On September 1, 2025, BitMine Immersion Technologies, Inc. (the "Company"), entered into Executive Employment Agreements (each, an "Agreement," and collectively, the "Agreements") with Jonathan Bates, Raymond Mow, and Erik Nelson (each, an "Executive," and collectively, the "Executives"). Pursuant to the respective Agreements, the Company and the Executives agreed as follows:
Position and Term
Pursuant to the terms of the Agreements, Jonathan Bates will continue to serve as the Company's Chief Executive Officer, Raymond Mow will continue to serve as the Company's Chief Financial Officer, and Erik Nelson will continue to serve as the Company's President.
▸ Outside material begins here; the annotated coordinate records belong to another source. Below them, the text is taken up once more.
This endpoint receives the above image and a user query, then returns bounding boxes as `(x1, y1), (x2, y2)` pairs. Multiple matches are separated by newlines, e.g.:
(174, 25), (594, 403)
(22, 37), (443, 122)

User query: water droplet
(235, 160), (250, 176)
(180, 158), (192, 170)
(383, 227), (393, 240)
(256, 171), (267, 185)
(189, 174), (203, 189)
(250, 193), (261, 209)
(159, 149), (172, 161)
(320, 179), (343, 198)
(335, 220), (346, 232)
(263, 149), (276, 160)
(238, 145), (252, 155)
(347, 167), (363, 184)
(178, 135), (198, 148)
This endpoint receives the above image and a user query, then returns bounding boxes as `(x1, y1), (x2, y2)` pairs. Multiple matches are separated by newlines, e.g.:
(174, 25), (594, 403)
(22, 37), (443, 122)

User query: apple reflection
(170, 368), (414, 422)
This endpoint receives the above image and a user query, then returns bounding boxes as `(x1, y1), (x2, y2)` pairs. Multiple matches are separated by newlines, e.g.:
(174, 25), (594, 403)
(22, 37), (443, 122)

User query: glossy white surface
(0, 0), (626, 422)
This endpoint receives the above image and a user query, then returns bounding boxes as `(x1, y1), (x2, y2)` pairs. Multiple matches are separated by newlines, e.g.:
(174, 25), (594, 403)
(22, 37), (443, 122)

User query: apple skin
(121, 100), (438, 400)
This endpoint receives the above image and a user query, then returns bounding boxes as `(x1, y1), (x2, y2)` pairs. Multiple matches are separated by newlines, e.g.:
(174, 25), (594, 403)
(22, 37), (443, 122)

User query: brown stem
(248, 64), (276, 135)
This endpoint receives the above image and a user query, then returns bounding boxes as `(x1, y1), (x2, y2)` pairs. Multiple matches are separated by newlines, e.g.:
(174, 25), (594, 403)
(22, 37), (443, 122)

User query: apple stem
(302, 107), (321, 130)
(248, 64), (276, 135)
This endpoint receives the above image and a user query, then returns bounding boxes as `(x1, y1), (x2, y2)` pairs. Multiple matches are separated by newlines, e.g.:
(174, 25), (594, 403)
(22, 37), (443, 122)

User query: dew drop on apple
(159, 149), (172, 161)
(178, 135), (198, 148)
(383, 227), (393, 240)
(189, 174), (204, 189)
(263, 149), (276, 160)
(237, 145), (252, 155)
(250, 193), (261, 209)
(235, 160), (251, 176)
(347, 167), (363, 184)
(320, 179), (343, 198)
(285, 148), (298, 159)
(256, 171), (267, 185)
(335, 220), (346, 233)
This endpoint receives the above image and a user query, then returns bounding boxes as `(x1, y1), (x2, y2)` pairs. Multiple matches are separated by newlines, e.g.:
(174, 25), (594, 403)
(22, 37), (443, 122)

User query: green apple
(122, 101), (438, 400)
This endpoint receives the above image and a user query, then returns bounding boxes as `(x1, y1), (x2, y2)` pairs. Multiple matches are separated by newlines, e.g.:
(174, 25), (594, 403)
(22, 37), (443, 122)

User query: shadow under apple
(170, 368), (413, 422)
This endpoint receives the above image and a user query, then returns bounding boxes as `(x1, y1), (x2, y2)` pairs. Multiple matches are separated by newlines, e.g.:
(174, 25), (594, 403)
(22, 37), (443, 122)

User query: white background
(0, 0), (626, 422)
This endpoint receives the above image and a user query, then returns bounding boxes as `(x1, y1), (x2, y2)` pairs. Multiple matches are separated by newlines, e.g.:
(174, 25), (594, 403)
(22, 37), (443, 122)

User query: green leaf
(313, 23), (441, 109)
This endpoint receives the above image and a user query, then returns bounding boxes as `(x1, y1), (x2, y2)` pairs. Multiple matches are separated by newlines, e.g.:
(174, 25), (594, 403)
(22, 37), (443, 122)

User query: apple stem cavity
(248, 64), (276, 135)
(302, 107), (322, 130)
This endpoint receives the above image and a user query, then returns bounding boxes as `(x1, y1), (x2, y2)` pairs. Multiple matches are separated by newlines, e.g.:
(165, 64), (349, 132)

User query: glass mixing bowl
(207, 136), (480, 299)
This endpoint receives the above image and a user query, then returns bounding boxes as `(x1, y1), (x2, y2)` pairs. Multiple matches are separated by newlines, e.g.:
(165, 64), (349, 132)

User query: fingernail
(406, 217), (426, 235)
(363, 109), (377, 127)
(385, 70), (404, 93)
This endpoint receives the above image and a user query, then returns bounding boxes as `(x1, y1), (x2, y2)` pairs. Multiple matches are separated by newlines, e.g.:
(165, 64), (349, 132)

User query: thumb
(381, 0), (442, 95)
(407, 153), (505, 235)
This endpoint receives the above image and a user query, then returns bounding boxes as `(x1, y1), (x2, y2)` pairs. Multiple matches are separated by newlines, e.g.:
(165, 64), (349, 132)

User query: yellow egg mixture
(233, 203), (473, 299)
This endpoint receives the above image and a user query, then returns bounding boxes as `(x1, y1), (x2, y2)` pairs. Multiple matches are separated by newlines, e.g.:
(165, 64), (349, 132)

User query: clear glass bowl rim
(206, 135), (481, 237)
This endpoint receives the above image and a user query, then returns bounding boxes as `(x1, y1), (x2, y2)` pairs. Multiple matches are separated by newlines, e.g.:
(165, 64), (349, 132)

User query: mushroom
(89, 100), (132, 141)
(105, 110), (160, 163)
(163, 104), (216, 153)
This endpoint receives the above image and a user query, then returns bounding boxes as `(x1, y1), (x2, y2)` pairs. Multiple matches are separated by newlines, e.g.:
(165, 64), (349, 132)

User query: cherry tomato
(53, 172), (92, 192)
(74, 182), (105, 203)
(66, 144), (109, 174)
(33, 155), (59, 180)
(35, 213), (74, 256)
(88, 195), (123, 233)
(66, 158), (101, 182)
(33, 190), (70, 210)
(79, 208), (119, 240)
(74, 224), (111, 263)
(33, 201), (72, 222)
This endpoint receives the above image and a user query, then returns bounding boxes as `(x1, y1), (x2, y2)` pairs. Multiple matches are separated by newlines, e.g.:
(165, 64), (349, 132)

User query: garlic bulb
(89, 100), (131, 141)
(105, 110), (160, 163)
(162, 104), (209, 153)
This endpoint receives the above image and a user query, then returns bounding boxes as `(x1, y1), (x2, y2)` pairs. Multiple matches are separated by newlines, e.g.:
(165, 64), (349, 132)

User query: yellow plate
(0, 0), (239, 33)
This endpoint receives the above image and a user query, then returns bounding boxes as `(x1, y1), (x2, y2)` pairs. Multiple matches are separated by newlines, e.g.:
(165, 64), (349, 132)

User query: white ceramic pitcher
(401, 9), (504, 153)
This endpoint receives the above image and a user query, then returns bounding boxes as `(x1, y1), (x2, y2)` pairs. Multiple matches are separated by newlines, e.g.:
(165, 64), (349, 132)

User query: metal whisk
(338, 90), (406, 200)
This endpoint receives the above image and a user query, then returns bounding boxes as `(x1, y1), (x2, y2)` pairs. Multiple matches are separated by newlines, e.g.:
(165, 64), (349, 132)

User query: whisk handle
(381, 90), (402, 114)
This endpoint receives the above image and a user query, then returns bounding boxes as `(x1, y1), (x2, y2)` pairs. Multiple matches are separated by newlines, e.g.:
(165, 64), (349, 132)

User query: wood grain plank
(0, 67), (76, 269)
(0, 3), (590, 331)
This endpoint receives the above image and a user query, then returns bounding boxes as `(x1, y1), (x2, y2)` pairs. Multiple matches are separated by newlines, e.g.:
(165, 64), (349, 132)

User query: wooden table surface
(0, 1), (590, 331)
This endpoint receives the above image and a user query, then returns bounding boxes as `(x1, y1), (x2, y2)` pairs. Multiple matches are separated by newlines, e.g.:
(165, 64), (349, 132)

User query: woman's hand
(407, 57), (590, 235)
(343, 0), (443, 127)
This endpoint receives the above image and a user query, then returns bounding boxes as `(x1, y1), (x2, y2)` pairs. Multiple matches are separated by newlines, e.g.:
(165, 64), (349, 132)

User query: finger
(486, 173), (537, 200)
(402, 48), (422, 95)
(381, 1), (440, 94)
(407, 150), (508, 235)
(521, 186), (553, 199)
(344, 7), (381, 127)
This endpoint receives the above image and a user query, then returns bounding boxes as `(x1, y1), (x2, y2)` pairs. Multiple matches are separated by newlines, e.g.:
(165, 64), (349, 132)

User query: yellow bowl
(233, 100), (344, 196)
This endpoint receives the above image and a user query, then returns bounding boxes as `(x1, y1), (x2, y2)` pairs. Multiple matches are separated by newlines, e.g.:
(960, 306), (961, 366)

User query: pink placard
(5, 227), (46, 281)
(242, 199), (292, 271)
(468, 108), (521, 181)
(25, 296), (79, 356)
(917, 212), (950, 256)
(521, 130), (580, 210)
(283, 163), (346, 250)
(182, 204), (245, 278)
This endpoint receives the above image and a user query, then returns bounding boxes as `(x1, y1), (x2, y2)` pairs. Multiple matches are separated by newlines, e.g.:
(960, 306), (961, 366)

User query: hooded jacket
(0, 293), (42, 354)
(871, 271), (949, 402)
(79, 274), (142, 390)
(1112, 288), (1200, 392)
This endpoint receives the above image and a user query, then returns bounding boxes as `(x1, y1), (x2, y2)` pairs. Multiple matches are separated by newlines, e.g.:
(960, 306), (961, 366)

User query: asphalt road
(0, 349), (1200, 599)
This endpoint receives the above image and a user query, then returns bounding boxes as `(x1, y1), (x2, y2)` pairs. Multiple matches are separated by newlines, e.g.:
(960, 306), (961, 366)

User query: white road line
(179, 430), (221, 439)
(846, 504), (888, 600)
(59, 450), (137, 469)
The term of each of the Executives' employment commenced on September 1, 2025, and shall be of an indefinite duration unless terminated by the Company for Cause (as defined in the Agreements), or by the Executive voluntarily with or without Good Reason (as defined in the Agreements), or upon the Executives' death or Disability (as defined in the Agreements).
Compensation
Jonathan Bates' total annual compensation under his Agreement is $3,037,000, consisting of: (i) an annual base salary of $750,000; (ii) a minimum annual cash bonus of $375,000, payable in equal quarterly installments of $93,750; (iii) performance-based compensation of $787,500, subject to achievement of performance metrics to be determined and communicated by the Company's board of directors (the "Board"); and (iv) an annual equity award with a grant-date fair value of $1,125,000, granted in the form of restricted stock units ("RSUs"), subject to the Company's Compensation Committee approval each quarter and which vest in four equal installments of 25% each on November 30, February 28 (or February 29 in a leap year), May 31, and August 31 of each fiscal year (or, if any such date is not a business day, on the next business day), provided that Executive remains continuously employed by the Company through the applicable vesting date and in accordance with his Agreement.
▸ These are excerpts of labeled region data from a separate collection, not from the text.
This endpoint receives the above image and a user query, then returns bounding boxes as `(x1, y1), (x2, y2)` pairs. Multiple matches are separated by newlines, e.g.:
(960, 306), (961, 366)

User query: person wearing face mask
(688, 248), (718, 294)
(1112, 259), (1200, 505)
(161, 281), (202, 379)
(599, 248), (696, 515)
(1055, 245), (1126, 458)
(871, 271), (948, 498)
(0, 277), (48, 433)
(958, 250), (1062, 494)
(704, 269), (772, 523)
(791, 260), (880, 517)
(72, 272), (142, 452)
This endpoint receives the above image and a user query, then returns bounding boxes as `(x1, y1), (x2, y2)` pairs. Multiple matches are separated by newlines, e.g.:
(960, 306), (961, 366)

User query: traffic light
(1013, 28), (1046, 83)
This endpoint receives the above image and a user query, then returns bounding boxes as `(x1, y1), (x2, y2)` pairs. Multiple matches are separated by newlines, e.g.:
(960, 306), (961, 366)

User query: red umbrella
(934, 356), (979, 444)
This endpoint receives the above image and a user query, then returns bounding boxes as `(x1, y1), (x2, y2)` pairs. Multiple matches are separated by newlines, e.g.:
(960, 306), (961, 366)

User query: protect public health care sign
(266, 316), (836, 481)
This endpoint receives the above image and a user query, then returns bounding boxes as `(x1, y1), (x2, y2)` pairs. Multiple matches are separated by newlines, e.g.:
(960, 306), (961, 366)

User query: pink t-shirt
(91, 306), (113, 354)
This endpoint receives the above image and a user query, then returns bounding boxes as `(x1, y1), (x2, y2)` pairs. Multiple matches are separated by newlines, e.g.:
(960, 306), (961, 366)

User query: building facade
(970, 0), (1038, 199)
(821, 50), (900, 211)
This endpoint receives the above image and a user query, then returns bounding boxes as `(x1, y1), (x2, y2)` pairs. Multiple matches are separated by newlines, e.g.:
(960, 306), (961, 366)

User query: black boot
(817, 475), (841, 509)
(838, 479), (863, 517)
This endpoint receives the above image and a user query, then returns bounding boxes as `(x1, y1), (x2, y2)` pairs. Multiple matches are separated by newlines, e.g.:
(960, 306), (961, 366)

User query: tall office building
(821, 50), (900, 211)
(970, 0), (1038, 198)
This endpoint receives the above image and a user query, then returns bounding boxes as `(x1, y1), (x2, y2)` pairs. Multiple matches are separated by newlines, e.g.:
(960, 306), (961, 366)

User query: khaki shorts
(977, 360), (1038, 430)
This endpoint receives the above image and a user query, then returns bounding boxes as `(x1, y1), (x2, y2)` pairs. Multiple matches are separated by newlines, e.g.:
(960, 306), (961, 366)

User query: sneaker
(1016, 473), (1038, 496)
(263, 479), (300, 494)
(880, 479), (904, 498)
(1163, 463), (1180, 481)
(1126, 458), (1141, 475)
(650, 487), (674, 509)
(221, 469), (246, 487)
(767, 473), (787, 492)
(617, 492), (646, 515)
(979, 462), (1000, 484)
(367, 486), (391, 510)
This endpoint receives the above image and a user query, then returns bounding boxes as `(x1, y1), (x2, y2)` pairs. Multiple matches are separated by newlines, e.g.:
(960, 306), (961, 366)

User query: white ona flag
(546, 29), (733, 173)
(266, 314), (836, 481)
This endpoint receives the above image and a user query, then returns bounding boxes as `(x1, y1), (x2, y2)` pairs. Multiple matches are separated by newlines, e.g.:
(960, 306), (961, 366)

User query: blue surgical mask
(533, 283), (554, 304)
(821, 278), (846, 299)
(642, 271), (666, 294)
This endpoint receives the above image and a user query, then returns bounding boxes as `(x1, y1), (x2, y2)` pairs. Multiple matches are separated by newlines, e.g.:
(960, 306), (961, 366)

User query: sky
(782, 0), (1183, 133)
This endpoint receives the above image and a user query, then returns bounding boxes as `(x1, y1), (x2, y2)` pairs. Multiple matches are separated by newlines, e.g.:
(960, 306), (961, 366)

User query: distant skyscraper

Raymond Mow's total annual compensation under his Agreement is $1,023,750, consisting of: (i) an annual base salary of $350,000; (ii) a minimum annual cash bonus of $105,000, payable in equal quarterly installments of $26,250; (iii) performance-based compensation of $113,750, subject to achievement of performance metrics to be determined and communicated by the Board; and (iv) an annual equity award with a grant-date fair value of $455,000, granted in the form of RSUs, subject to the Company's Compensation Committee approval each quarter and which vest in four equal installments of 25% each on November 30, February 28 (or February 29 in a leap year), May 31, and August 31 of each fiscal year (or, if any such date is not a business day, on the next business day), provided that Executive remains continuously employed by the Company through the applicable vesting date and in accordance with his Agreement.